The last thing I wanted to do is unload all this personal shit on everyone, but lately people expect actual explanations and not just announcements; and besides, everyone that’s taken the time to read my reviews and comment on what I post deserves that honesty from me. For the first time I’m actually being honest with myself, and if it’s something you don’t understand that that’s fine and not a problem. But I have to deal with all of this because it’s ended up becoming that beast that you hope will go away if you don’t pay it any attention.
I realize that I’ve agreed to reviewing many, many books that I haven’t gotten around to yet, and all I can say is that I’m sorry. I truly am. I will be reading those books but instead of a review those authors will get emails from me; that, at least, I can manage and can afford. But since I can’t promise reviews (or, can’t promise those reviews until I’ve at least dealt with this mess I’ve made of my life) I will happily post back any of the books I’ve received from authors.
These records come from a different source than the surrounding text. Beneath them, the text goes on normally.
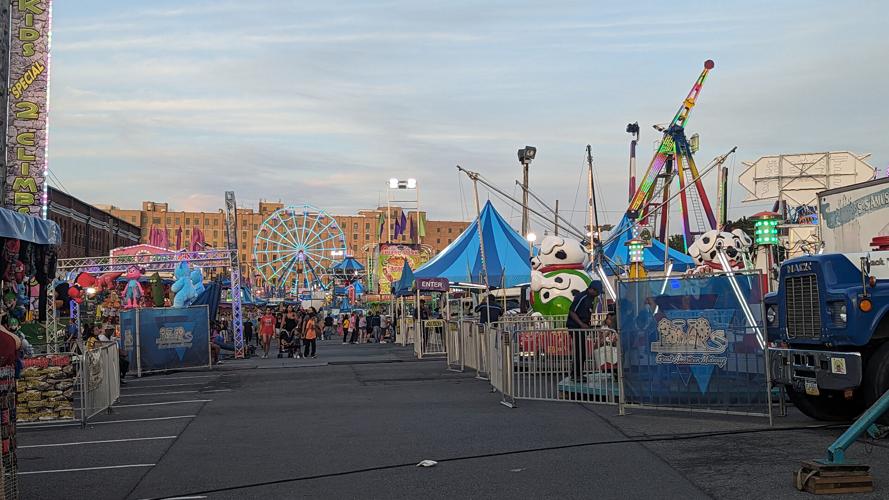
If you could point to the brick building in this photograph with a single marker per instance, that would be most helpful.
(361, 230)
(88, 231)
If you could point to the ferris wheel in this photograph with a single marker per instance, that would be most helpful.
(296, 246)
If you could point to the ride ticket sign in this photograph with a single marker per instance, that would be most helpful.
(26, 129)
(432, 284)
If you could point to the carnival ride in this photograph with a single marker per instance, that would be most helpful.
(295, 248)
(674, 159)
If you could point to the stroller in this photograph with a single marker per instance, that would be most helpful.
(289, 343)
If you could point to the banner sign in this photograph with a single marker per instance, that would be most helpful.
(128, 333)
(27, 107)
(691, 347)
(173, 338)
(391, 261)
(432, 284)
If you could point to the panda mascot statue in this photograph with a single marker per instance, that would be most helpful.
(558, 273)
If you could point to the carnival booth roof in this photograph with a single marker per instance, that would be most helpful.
(348, 264)
(16, 226)
(616, 250)
(404, 284)
(506, 255)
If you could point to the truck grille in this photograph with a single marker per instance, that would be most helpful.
(803, 308)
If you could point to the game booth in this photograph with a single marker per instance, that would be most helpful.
(153, 301)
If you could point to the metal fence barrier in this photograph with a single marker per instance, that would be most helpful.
(430, 338)
(456, 345)
(101, 379)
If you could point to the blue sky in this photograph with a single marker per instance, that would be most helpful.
(323, 101)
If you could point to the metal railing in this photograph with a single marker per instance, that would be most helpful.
(456, 345)
(563, 365)
(101, 379)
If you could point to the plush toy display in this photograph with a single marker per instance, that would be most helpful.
(157, 290)
(133, 292)
(197, 279)
(182, 287)
(558, 274)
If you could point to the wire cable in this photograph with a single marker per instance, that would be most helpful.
(647, 439)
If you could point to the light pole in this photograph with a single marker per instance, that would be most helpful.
(526, 154)
(531, 237)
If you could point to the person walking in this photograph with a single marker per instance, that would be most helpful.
(328, 327)
(579, 321)
(266, 331)
(310, 333)
(362, 329)
(291, 325)
(353, 328)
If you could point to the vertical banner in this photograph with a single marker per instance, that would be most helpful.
(27, 107)
(173, 338)
(690, 346)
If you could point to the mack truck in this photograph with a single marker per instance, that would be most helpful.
(829, 318)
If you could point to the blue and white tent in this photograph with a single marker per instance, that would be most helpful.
(617, 251)
(506, 255)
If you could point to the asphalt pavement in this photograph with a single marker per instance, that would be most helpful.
(354, 422)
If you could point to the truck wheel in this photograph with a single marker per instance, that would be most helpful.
(830, 406)
(876, 379)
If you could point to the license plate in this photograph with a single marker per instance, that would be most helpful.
(812, 388)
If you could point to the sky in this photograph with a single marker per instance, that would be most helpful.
(322, 102)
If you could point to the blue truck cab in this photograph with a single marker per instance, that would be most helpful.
(828, 326)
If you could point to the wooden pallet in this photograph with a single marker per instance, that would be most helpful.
(822, 479)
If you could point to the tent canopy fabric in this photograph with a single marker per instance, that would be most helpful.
(404, 284)
(14, 225)
(617, 251)
(349, 264)
(507, 256)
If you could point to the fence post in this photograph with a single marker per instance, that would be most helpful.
(506, 370)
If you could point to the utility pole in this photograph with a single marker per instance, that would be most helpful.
(557, 218)
(526, 154)
(594, 215)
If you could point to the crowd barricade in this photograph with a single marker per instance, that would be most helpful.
(455, 349)
(405, 333)
(101, 379)
(431, 337)
(540, 359)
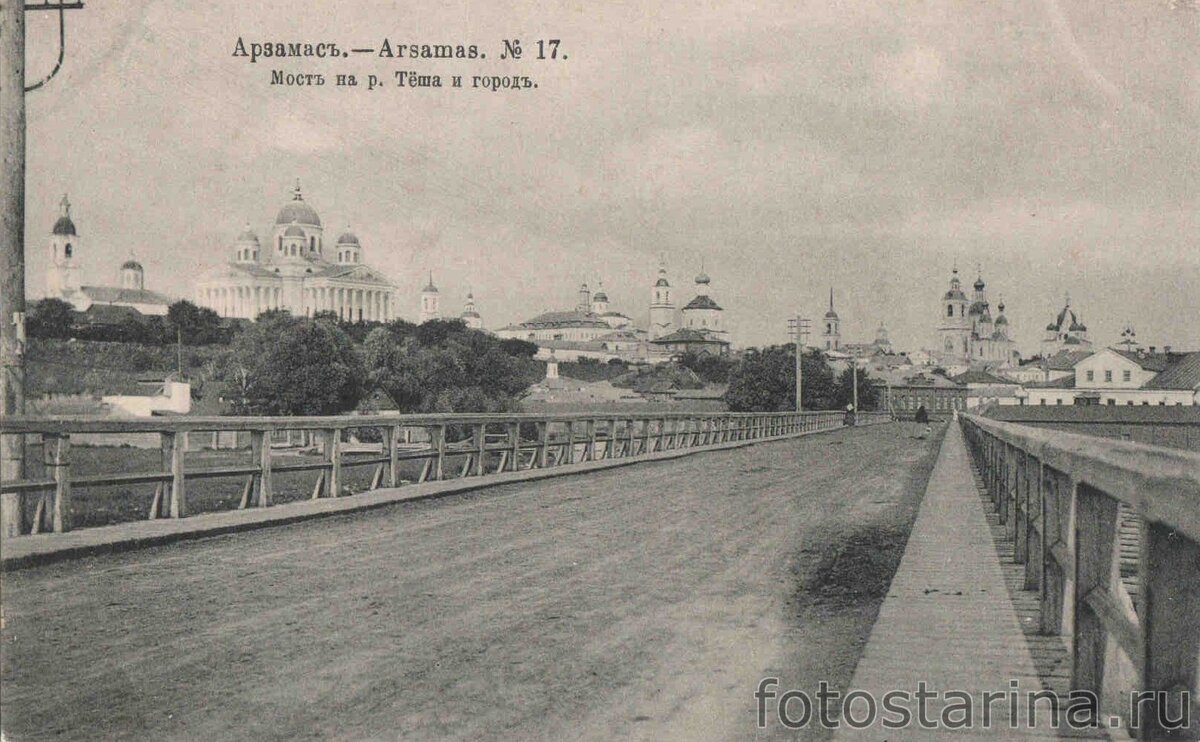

It’s the least I can do, since all of you have spent money to get the books to me, and since my personal problems are not your problems. If you do want me to post the books back to you, please send me an email and we can get that arranged.
The many, many books I have will have to go, too – I’m pretty much absolutely sure that whatever new place I find to live in, it won’t be big enough for all the books. So I’ll be inviting some friends over to pick books for themselves and will donate what remains to my local library. It breaks my heart to have to give the books away, but I don’t have any other choice since there just won’t be any room for them wherever I’ll be staying.
Anyway, I’ll keep this blog up, so people can still check out the reviews and interviews and such, but there won’t be any new content from April onwards. I will come back to the blog some day, in fact I really hope to, since I love it and am very proud of it, but the fact of the matter is that the blog can’t pay my debt or buy groceries or get me my driving license. It’s that simple.
I’m really sorry guys, girls, but I truly have to do this. I’ll be back, hopefully soon, but until then, this is me saying thank you for the almost 3 years of support and for making this SA SFF fan feel so welcome in this awesome community; I’ll be back, someday, to reclaim the blog and get it going again, I promise. But right now, distancing myself from it and many other things in my life is the only way to find that balance again.
I thought I’d let you listen to this song – perhaps it’ll help you to understand what I’m going through and what I need to do. Anyway, here it is:
As always, don’t ever stop BEING EPIC. You guys and girls all rock!